The early years of my career took me to the rice lands as I worked with the National Irrigation Administration in the Visayan Islands - my father’s homeland. There I roamed around country-sides and mingled with farmers who bring staple food, rice, to our plates. It was such a great privilege – to be able to share in this noble duty.



I was in my mid-twenties when my father became ill and I had to return to Mindanao. At that time three of my younger siblings were pursuing college degrees in the same state university I pursued mine, and needed my support. I got a job in the country’s steel monopoly, the National Steel Corporation, in a nearby city. That was in the mid-eighties when the Philippines was in its “construction boom”. Wow, what an enormous role in nation-building! And then I moved to the country’s power industry. We were then engaged in the rural electrification project through hydro-electricity powered by Maria Cristina waterfalls, constructing 138 KV steel towers and installing transmission lines and power substations island-wide. I traveled around Mindanao, through plains and mountains, rivers and lakes as we pursued our mission. I felt so important, knowing we supply the power that runs my country’s economy.



At the turn of the century I left the power industry and pursued a master’s degree as I resolved to settle in the academe for good. But that was not to be so. In a mysterious twist of fate I found myself working in the government’s peace process with the Muslim separatist rebels in Mindanao. And this was where I got the greatest disillusionment in my life. As I look back I could not help but wonder in misery where and how things went wrong.

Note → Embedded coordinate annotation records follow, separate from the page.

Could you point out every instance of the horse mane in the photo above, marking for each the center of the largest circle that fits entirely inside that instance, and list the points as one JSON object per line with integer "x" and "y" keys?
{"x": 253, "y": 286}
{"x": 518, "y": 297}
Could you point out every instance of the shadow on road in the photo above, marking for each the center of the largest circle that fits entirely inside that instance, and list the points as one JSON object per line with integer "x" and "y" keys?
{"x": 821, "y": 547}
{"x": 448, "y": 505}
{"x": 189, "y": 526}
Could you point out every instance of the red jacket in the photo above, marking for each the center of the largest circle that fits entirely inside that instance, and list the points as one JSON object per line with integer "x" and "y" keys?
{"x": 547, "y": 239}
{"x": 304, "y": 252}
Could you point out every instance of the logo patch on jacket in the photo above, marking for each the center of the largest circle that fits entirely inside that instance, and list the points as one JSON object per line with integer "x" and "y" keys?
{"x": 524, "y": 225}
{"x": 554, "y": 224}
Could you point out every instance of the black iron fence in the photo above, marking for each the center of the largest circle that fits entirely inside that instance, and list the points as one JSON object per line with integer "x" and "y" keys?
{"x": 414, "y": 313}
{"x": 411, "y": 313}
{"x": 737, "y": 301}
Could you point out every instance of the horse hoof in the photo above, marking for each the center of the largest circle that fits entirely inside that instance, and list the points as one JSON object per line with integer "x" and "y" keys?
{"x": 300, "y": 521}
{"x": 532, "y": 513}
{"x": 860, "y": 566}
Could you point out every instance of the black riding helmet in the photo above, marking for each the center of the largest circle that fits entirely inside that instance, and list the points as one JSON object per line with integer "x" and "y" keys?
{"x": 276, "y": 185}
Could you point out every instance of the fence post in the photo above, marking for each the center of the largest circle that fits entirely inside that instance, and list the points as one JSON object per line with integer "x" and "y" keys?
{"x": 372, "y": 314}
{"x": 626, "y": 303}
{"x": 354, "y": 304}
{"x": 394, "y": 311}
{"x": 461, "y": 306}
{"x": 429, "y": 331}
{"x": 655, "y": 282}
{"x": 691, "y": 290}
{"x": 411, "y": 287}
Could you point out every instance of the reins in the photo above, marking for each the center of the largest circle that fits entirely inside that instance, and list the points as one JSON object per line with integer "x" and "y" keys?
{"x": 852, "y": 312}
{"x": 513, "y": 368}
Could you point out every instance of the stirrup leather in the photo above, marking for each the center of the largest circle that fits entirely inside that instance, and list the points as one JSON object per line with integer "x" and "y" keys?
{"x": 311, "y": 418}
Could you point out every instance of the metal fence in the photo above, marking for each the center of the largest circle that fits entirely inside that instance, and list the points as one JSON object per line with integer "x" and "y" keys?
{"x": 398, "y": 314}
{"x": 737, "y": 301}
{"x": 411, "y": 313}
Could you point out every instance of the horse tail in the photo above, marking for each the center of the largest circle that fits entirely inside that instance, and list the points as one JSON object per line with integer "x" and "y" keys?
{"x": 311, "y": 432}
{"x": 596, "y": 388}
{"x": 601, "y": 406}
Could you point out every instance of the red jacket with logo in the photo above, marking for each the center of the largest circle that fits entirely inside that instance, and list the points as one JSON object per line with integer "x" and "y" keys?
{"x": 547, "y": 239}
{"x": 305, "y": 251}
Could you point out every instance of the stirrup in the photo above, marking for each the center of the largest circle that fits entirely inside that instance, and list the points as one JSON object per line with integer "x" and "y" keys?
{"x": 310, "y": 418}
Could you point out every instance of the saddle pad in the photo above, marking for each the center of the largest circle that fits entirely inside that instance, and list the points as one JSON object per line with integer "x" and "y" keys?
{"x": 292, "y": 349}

Starting out my career with the National Irrigation Administration I was so proud, convinced I was feeding my people. My stint with the National Steel Corporation made me believe I was building my country. And I felt great working with my country’s power industry, corporate giant National Power Corporation, thinking I was empowering my nation. Yet in the last decade of my career, with the government’s peace process, I confronted hunger, destitution, homelessness, helplessness and powerlessness beyond my grasp. And it pains me so bad that despite my being a beneficiary of my own people’s sweat and blood, as product of government schools and grantee of state scholarships afforded by my people’s taxes, I couldn’t even utter a word of hope to a million internally displaced persons in my beloved homeland – my own people struggling through the armed conflict that has haunted us through half a century. Through it all, for lack of choices durability has become our way of life; for lack of chances spontaneity has sustained us into a culture; for lack of stability resiliency has become our strongest anchor; and for lack of security we find refuge and redemption in each other’s embrace.

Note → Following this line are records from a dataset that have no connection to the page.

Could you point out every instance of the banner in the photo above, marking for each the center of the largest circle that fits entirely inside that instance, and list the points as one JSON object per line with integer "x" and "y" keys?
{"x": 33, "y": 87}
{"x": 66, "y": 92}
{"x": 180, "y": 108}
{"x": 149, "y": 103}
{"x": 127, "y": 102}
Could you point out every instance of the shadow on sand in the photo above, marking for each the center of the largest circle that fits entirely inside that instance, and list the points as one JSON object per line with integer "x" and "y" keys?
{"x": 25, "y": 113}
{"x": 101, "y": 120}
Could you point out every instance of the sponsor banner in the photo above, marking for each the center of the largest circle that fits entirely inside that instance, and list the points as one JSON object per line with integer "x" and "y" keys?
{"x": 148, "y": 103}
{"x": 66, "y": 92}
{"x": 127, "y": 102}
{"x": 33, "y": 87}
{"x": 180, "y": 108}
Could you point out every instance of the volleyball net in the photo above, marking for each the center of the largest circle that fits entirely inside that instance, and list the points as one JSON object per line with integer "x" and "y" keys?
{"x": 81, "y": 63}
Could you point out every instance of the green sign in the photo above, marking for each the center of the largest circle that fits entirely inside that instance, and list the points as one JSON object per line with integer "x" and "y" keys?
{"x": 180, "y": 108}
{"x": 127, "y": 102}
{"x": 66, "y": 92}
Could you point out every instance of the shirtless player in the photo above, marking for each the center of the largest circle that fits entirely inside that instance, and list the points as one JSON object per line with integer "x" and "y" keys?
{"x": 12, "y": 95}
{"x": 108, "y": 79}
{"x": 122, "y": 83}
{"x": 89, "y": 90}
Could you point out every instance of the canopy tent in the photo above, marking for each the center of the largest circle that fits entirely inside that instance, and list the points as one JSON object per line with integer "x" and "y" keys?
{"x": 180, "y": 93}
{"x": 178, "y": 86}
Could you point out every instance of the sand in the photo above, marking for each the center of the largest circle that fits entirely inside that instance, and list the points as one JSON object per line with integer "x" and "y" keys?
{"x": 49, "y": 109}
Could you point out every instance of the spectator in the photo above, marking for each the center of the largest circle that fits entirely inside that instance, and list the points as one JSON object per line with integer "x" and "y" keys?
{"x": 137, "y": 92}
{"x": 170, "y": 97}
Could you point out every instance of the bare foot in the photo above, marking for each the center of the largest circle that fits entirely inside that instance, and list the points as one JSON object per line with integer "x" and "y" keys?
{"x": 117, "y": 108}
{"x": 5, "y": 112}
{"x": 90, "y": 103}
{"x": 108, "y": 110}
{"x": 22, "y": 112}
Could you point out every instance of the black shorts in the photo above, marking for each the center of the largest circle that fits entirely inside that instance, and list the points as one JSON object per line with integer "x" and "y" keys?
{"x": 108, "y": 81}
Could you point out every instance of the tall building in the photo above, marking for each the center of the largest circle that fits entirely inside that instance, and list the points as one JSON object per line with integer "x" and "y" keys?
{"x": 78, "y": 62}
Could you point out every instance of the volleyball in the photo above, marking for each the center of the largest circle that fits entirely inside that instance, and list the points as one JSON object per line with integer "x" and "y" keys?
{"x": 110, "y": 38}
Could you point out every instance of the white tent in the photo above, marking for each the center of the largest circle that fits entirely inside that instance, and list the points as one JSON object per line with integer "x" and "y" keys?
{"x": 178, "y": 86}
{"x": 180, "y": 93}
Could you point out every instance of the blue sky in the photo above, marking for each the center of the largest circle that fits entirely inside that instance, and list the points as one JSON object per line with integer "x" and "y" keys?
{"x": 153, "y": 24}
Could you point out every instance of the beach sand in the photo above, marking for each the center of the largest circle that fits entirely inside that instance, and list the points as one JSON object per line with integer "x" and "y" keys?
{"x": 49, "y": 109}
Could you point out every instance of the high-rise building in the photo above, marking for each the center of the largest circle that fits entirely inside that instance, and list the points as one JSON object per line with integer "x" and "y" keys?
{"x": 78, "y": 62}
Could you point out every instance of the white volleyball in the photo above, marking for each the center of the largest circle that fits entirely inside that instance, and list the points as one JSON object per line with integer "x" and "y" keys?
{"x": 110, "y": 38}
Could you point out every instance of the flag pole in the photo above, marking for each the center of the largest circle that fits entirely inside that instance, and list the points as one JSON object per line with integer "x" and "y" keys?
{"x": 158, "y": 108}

The Philippines is a beggar sitting in gold. Now I know what this means exactly - as multi-national companies keep investing in my country’s rich resources, with foreign business ventures like mining industries, dairy, farm and sea food processing and wet and dry goods manufacturing. Tourism industry is a big deal, too, with such beautiful and pristine tropical beaches, amazing flora and fauna, panoramic landscapes and natural endowments matched with my people’s warmth and hospitality. And most of all, as Filipinos increasingly prove to be the nation’s greatest economic assets, not only in the Philippines, but in the global arena as well. A beggar sitting in gold, yes, because despite all the wealth my country is abundantly blessed with, the Philippines is still a thriving economy in the third world.



There is not much I would like to change in my country, with my people. I know somehow we will go on in unending breakthroughs as a nation. We will give our all and do our best, through strife and triumph, through pain and gain, through shame and fame, as we hold on together with steadfast and unrelenting solidarity.



All my life I will never cease seeing the beauty of my country and feeling the goodness of my people. I am a Filipino. The Philippines is my homeland, my very own, my only one. I love to live here … and I hope to die here.